Twice since, the Supreme Court declined to grant review in cases in which the petition had urged the court to reconsider and overrule Auer, though over dissents from the denial in each case. The court denied review in United Student Aid Funds, Inc. v. Bible (2016), for example, over a dissent in which Justice Thomas noted that “Any reader of this Court’s opinions should think that the doctrine is on its last gasp.” And in his first full term on the court, Justice Neil Gorsuch (who had already expressed concern about Auer while a lower court judge) joined Justice Thomas in dissenting from denial of review in Garco Const., Inc. v. Speer (2018). Because both Chief Justice Roberts and Justice Alito had previously acknowledged the need for reconsideration of Auer in an appropriate case, there should have been the necessary four votes to grant review. Perhaps with Justice Anthony Kennedy still on the court (who’s opinion for the court in Decker relied heavily on Auer), there may have been some concern about whether there was a fifth vote to overrule Auer.

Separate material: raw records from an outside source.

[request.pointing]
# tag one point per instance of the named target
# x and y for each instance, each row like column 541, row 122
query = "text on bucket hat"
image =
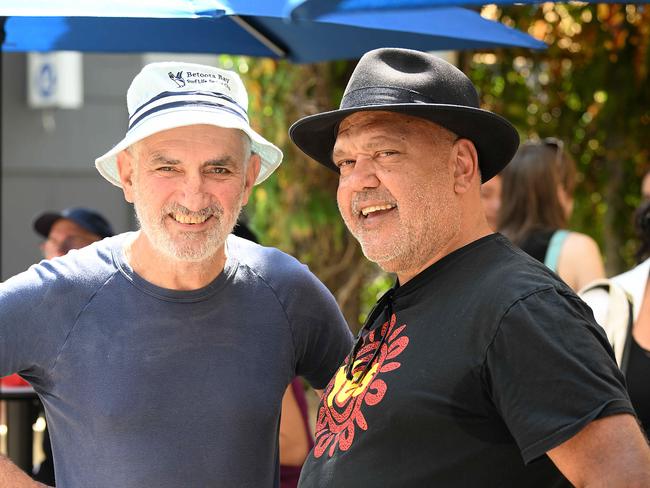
column 86, row 218
column 418, row 84
column 167, row 95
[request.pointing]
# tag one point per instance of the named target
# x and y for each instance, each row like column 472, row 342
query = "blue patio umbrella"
column 247, row 27
column 311, row 9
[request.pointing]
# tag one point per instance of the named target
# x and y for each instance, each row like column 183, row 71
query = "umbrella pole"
column 3, row 20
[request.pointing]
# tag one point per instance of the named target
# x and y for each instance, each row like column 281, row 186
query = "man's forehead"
column 68, row 226
column 390, row 125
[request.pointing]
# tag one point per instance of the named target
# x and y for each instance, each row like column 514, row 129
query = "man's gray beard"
column 195, row 246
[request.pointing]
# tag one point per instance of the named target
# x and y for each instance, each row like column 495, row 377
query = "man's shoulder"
column 93, row 264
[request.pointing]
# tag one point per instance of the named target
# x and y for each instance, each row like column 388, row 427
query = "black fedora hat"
column 418, row 84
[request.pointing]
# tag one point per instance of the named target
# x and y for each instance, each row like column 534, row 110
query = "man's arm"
column 609, row 452
column 12, row 475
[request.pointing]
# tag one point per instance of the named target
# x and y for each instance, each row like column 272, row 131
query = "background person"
column 536, row 203
column 479, row 367
column 628, row 333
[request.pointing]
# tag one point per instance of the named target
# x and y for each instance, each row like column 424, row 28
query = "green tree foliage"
column 590, row 88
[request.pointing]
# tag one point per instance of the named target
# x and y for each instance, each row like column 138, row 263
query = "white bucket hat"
column 168, row 95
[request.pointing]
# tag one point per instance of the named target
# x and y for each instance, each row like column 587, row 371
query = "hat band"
column 179, row 95
column 382, row 95
column 193, row 104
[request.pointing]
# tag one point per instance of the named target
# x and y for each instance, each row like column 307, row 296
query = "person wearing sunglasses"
column 621, row 305
column 72, row 228
column 536, row 204
column 479, row 367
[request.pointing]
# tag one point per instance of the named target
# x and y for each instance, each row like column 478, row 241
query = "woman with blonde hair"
column 537, row 202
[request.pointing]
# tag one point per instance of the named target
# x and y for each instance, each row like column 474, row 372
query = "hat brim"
column 496, row 140
column 44, row 222
column 270, row 155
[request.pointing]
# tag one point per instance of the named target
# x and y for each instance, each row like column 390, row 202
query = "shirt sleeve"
column 321, row 335
column 34, row 320
column 551, row 371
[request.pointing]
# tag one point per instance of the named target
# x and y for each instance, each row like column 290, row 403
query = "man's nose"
column 194, row 191
column 364, row 173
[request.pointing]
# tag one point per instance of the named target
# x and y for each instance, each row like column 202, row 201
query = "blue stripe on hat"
column 188, row 103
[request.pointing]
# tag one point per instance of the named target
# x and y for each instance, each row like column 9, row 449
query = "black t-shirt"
column 488, row 361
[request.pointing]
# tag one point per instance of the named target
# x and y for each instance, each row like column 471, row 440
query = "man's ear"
column 252, row 171
column 125, row 168
column 465, row 165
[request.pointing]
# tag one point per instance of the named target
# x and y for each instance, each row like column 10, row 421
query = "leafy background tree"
column 589, row 88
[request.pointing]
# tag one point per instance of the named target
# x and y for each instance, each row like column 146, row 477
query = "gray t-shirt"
column 150, row 387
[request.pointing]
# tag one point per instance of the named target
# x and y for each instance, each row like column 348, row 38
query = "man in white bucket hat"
column 162, row 355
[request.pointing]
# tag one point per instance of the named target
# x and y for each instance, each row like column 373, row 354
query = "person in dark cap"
column 162, row 355
column 479, row 367
column 72, row 228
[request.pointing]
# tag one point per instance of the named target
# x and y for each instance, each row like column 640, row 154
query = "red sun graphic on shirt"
column 340, row 412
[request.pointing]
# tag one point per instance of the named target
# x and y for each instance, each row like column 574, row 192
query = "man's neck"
column 167, row 272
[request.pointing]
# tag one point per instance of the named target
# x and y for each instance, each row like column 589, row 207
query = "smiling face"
column 396, row 189
column 188, row 186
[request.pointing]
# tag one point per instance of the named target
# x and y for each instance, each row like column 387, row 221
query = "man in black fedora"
column 479, row 367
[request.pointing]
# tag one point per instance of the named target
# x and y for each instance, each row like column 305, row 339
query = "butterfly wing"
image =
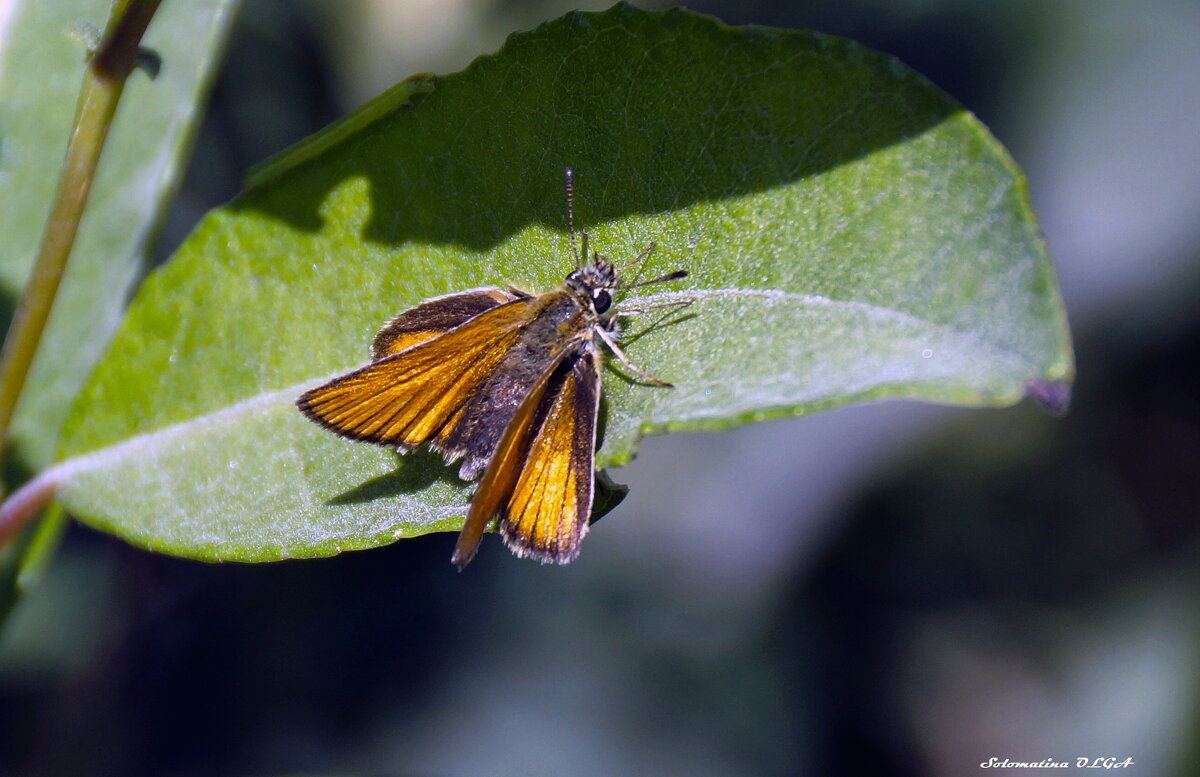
column 405, row 398
column 540, row 479
column 435, row 317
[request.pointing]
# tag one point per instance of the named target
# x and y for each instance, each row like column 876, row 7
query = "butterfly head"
column 595, row 282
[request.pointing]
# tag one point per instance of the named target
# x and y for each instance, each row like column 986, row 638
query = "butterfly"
column 509, row 383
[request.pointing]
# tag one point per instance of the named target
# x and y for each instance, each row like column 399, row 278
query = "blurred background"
column 891, row 589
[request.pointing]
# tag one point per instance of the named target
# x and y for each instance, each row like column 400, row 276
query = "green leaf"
column 852, row 234
column 41, row 70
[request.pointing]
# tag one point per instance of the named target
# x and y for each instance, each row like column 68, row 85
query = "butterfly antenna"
column 570, row 221
column 670, row 276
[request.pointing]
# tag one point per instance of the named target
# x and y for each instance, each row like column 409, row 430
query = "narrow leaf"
column 41, row 70
column 851, row 233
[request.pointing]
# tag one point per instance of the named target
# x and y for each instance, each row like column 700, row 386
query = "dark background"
column 892, row 589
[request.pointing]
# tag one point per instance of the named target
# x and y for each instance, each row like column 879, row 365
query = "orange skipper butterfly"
column 508, row 381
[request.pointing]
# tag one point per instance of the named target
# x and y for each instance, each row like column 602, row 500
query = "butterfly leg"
column 629, row 312
column 624, row 360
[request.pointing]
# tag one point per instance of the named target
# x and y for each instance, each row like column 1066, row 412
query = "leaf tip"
column 1051, row 396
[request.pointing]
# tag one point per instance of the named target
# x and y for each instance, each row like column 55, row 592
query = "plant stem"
column 102, row 85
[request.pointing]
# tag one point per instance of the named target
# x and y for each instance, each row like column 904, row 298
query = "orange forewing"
column 407, row 397
column 435, row 317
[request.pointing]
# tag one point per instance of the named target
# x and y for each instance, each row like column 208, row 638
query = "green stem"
column 102, row 86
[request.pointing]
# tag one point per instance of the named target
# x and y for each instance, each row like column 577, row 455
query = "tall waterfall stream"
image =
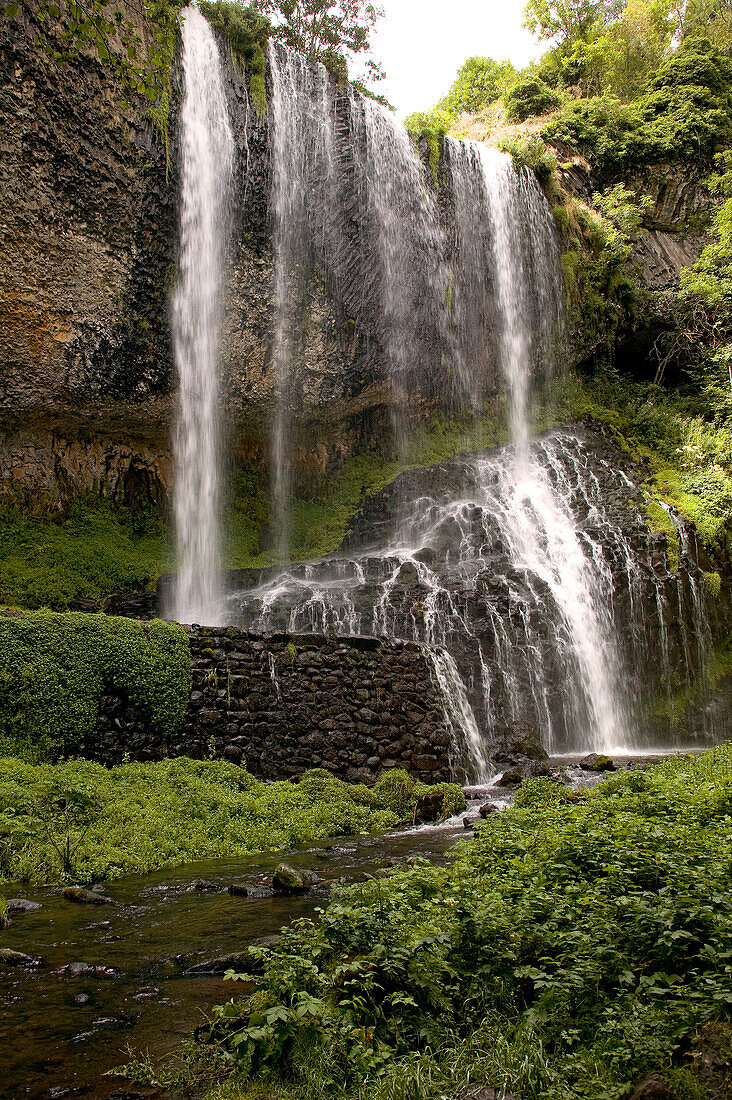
column 207, row 164
column 511, row 567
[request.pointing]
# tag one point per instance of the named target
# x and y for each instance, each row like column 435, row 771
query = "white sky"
column 422, row 44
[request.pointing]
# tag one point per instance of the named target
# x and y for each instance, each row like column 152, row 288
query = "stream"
column 112, row 977
column 141, row 974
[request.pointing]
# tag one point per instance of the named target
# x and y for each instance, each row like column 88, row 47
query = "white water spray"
column 541, row 531
column 207, row 165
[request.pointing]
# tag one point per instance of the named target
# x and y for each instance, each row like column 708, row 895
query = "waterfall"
column 350, row 207
column 206, row 169
column 539, row 529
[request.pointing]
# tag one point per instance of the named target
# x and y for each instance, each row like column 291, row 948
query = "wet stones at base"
column 84, row 897
column 597, row 762
column 282, row 703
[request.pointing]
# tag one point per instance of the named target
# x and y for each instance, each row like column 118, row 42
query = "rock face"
column 284, row 703
column 88, row 246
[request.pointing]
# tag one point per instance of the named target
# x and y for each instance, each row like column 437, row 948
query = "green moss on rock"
column 55, row 667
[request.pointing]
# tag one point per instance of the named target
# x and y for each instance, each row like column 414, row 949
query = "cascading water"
column 207, row 165
column 541, row 530
column 348, row 199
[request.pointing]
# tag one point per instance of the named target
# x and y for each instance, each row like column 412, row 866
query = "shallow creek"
column 117, row 976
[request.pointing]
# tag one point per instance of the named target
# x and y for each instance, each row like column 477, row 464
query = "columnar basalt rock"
column 283, row 703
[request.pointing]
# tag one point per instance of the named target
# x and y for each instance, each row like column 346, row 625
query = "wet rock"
column 148, row 993
column 517, row 743
column 512, row 777
column 653, row 1087
column 21, row 905
column 9, row 957
column 220, row 965
column 710, row 1054
column 286, row 880
column 79, row 969
column 428, row 809
column 85, row 897
column 597, row 762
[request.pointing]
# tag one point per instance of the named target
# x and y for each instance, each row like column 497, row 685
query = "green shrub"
column 530, row 96
column 55, row 667
column 248, row 32
column 686, row 111
column 566, row 950
column 143, row 816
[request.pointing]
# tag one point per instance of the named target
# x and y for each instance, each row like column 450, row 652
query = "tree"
column 480, row 81
column 334, row 32
column 568, row 22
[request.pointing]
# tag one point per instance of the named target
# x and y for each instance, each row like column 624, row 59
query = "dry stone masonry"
column 283, row 703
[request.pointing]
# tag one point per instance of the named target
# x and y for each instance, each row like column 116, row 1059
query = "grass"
column 140, row 817
column 574, row 946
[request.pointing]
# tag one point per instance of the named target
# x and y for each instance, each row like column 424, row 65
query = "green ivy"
column 248, row 32
column 54, row 668
column 568, row 949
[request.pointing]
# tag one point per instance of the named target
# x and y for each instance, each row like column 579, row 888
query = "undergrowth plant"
column 570, row 947
column 55, row 667
column 79, row 818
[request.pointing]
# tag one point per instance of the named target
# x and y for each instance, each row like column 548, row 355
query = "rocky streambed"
column 138, row 971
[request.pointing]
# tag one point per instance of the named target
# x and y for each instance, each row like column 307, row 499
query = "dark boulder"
column 286, row 880
column 597, row 761
column 9, row 957
column 653, row 1087
column 85, row 897
column 512, row 777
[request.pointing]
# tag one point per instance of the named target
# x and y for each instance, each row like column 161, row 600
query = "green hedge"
column 54, row 667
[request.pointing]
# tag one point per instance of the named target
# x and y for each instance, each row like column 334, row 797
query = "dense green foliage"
column 334, row 32
column 686, row 447
column 684, row 112
column 52, row 561
column 530, row 96
column 570, row 947
column 248, row 32
column 54, row 668
column 143, row 816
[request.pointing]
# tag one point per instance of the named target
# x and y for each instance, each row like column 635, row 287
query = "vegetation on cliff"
column 54, row 668
column 78, row 821
column 577, row 943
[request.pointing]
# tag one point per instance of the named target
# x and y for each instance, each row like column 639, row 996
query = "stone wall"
column 284, row 703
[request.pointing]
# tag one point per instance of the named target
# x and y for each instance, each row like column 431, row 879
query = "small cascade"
column 539, row 528
column 498, row 580
column 303, row 190
column 206, row 169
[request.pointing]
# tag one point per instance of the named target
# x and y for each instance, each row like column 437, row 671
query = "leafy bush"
column 50, row 562
column 569, row 948
column 54, row 668
column 530, row 96
column 479, row 83
column 686, row 111
column 248, row 31
column 78, row 818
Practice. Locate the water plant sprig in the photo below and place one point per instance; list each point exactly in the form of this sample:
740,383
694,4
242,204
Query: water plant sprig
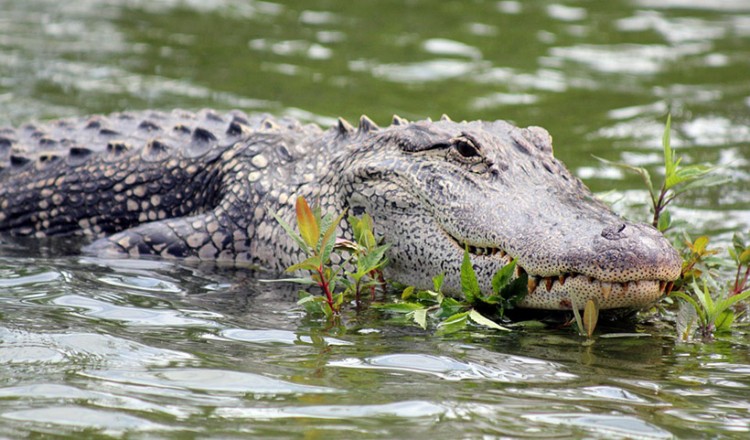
317,240
454,314
678,179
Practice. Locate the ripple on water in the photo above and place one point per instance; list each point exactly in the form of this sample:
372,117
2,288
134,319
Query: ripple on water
110,423
610,425
271,336
134,316
500,368
30,280
144,283
207,380
410,409
81,350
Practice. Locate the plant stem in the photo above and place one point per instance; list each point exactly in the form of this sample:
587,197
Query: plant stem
739,287
659,206
324,284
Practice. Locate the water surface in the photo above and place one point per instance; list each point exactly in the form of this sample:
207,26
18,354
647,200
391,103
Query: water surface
154,349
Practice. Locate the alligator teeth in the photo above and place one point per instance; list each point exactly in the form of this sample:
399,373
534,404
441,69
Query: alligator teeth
668,287
531,284
519,271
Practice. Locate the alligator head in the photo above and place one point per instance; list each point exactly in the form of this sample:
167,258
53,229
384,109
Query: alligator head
437,188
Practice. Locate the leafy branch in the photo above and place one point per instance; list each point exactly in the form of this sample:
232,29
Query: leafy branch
678,179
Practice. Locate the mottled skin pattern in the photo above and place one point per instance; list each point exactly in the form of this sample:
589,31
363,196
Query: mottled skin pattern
202,187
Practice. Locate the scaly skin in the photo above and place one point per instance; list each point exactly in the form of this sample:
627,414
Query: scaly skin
202,187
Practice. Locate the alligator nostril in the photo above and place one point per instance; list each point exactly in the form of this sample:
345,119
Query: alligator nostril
614,232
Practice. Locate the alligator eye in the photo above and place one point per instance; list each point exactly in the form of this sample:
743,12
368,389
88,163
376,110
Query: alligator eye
466,148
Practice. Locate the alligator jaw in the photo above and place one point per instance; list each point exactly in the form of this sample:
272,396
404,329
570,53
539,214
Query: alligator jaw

Justice Kennedy’s retirement, and replacement by Justice Brett Kavanaugh, may have altered that calculus, however, because Kavanaugh had on several occasions while a circuit judge on the D.C. Circuit been a bit more stingy with Auer deference than Justice Kennedy had been.

In any event, a full reconsideration of Auer is now on the Supreme Court’s docket, and the doctrine is likely to be overruled for the violation of core separation of powers principles that it embodies.